Despite these limitations, our findings serve to alert patients and providers to the wide gap between guideline-recommended care and routine practice. So, how do we bridge the chasm between clinical practice guidelines and routine care? One approach relies on restructuring payment policies through performance-based incentive programs to explicitly promote improvements in quality of care. Pay-for-performance incentives and alternative payment models (e.g., PROMETHIUS® and accountable care organizations) have been integrated into most commercial and public health plans (e.g., the Centers for Medicare & Medicaid Services sponsors the Hospital Quality Improvement Demonstration Project).31 By linking incentives with physician adherence to clinically effective measures, facilitating positive patient outcomes and avoiding complications, we hope to bend the arc of the care trajectory for bladder cancer by implementing adequate cystoscopies and cytologies and initiation of BCG. These measures are feasible and effective in minimizing the morbidity and mortality associated with bladder cancer. Alternative strategies such as clinical reminders, electronic health records and development of scorecards not tied to financial incentives, may improve quality of care without the unintended consequences—gaming the system for financial incentives, stifling innovation and hindering development of creative solutions to improving quality and the potential to paradoxically penalize providers caring for underserved, non-compliant patients who are at high risk for progression.
Irrespective of the approach, in the absence of a broad quality-improvement initiative, the diffusion of clinically effective care will be slow, and many more unnecessary recurrences, procedures and deaths will be realized. This is an especially critical point since progress in preventing bladder cancer-related mortality lags behind other diseases—a 5% relative reduction in mortality rate over the last 15 years.32 This contribution is slight when one considers that bladder cancer is the fifth most common cancer contrasts starkly with prostate, breast, lung and colon cancers where we have seen greater reductions in mortality during the same period.33
Acknowledgments
FUNDING SOURCE: This work was supported by the American Cancer Society (117496-PF-09-147-01-CPHPS (Principal Investigator: KC)); Ruth L. Kirschstein National Research Service Award Extramural (1 F32 CA144461-01 (Principal Investigator: KC)); Jonsson Comprehensive Cancer Center Seed Grant (Principal Investigator: MSL)); and National Institute of Diabetesand Digestive and Kidney Diseases (N01-DK-1-2460 (Principal investigator:M.S.L.))
Role of the Sponsor: The sponsor was not involved with the design and conduct of the study; collection, management, analysis, and interpretation of the data; or preparation, review, or approval of the manuscript.
Footnotes
Author Contributions: Dr. Chamie had full access to all of the data in the study and takes responsibility for the integrity of the data and the accuracy of the data analysis.

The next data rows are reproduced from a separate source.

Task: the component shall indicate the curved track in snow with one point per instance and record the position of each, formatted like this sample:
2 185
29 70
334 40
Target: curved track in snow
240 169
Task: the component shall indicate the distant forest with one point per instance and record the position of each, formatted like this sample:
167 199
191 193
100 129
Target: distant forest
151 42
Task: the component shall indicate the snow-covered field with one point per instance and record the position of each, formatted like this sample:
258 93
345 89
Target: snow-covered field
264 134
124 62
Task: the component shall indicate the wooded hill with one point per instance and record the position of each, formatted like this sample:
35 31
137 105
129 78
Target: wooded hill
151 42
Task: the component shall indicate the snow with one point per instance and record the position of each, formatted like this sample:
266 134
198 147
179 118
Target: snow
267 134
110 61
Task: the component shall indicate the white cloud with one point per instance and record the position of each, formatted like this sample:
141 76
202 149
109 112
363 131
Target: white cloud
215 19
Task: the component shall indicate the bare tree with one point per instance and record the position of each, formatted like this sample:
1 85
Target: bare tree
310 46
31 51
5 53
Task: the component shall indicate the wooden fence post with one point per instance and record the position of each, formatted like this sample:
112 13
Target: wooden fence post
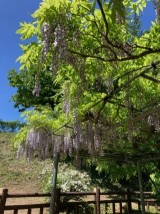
129 203
3 200
57 200
97 200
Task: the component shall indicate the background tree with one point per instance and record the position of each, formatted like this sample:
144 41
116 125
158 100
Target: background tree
108 78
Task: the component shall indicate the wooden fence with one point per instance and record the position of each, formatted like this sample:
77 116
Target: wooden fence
79 202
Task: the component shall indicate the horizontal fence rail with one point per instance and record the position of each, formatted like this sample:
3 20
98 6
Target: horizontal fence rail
95 202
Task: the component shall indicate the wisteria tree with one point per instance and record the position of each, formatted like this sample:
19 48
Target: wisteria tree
108 76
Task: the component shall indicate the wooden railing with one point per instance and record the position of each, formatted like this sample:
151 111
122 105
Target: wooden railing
97 202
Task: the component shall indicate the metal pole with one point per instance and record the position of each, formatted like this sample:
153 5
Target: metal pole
54 181
141 186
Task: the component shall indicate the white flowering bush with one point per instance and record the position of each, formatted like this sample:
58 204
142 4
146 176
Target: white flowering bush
69 178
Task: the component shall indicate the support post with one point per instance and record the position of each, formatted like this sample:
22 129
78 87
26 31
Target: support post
54 181
141 187
129 204
97 200
3 200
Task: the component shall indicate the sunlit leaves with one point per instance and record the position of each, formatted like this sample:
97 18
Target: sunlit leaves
27 30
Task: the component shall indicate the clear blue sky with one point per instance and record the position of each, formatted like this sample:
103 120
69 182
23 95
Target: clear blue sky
11 13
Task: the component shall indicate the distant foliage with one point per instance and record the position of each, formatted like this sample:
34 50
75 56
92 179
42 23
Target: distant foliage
69 179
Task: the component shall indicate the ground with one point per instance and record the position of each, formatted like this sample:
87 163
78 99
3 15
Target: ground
17 175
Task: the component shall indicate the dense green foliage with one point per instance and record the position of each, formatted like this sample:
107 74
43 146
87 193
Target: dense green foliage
108 82
10 126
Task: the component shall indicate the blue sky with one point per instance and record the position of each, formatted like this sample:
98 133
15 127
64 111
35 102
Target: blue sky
11 13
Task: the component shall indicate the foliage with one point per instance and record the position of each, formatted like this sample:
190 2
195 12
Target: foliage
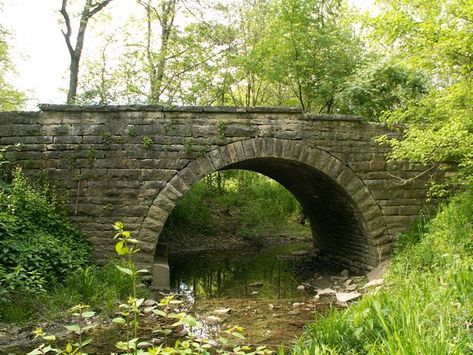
311 49
129 318
10 98
39 247
437 37
426 308
378 88
243 203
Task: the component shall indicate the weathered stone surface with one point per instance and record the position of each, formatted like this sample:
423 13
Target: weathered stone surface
134 163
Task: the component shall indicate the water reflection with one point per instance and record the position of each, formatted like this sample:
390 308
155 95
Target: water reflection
267 273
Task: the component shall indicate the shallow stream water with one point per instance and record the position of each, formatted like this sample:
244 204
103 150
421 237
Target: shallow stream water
259 288
256 289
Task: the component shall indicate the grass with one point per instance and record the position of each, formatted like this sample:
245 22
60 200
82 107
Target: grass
427 305
236 202
103 288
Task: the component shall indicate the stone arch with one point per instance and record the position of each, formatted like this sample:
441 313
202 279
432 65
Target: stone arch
346 208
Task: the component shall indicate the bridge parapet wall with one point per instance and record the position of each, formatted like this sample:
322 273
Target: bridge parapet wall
115 160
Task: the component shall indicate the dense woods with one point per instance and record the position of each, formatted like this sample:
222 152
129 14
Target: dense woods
408 62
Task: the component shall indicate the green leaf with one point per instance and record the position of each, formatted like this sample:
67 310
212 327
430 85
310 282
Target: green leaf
88 314
87 341
119 320
73 328
125 270
159 312
121 249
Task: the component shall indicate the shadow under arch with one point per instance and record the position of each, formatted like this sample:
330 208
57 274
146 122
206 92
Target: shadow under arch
347 223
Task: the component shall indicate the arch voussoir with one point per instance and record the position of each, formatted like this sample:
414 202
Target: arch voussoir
258 149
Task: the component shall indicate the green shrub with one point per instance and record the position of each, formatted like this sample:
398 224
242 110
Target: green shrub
239 202
39 247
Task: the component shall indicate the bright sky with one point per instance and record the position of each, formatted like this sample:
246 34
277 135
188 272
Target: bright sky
38 49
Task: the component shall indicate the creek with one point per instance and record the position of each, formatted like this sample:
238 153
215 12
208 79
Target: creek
256 288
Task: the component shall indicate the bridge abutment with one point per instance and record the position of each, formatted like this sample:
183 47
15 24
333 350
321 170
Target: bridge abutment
133 163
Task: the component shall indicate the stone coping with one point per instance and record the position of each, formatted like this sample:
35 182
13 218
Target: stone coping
197 109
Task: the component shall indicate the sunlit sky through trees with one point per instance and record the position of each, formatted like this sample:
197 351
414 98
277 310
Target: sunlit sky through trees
38 50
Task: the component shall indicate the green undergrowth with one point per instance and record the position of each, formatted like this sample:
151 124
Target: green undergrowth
239 203
100 287
44 260
426 306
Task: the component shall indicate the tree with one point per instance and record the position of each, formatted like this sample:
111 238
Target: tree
310 47
90 8
10 98
436 36
379 87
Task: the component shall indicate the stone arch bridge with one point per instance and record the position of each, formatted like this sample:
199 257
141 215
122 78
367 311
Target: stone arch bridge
133 163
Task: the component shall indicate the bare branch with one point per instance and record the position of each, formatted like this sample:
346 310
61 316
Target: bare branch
68 33
403 181
98 7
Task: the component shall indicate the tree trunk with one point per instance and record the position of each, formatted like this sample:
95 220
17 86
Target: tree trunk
76 52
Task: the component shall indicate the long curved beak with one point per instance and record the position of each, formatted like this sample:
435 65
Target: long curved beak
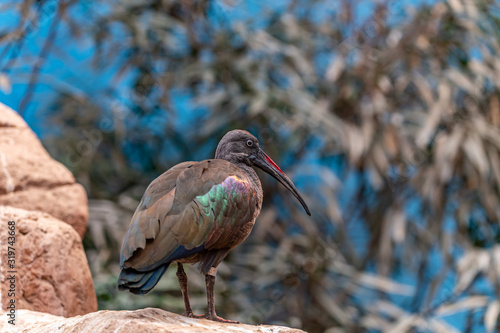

Financial Disclosures: No financial disclosures to report.
Disclaimer: This study used the linked SEER-Medicare database. The interpretation and reporting of these data are the sole responsibility of the authors.
Additional Contributions: We acknowledge the efforts of the Applied Research Program, National Cancer Institute; the Office of Research, Development, and Information, Centers for Medicare & Medicaid Services; Information Management Services Inc; and the SEER program tumor registries in the creation of the SEER-Medicare database.
1. Institute of Medicine. Crossing the Quality Chasm. National Academy Press; 2001.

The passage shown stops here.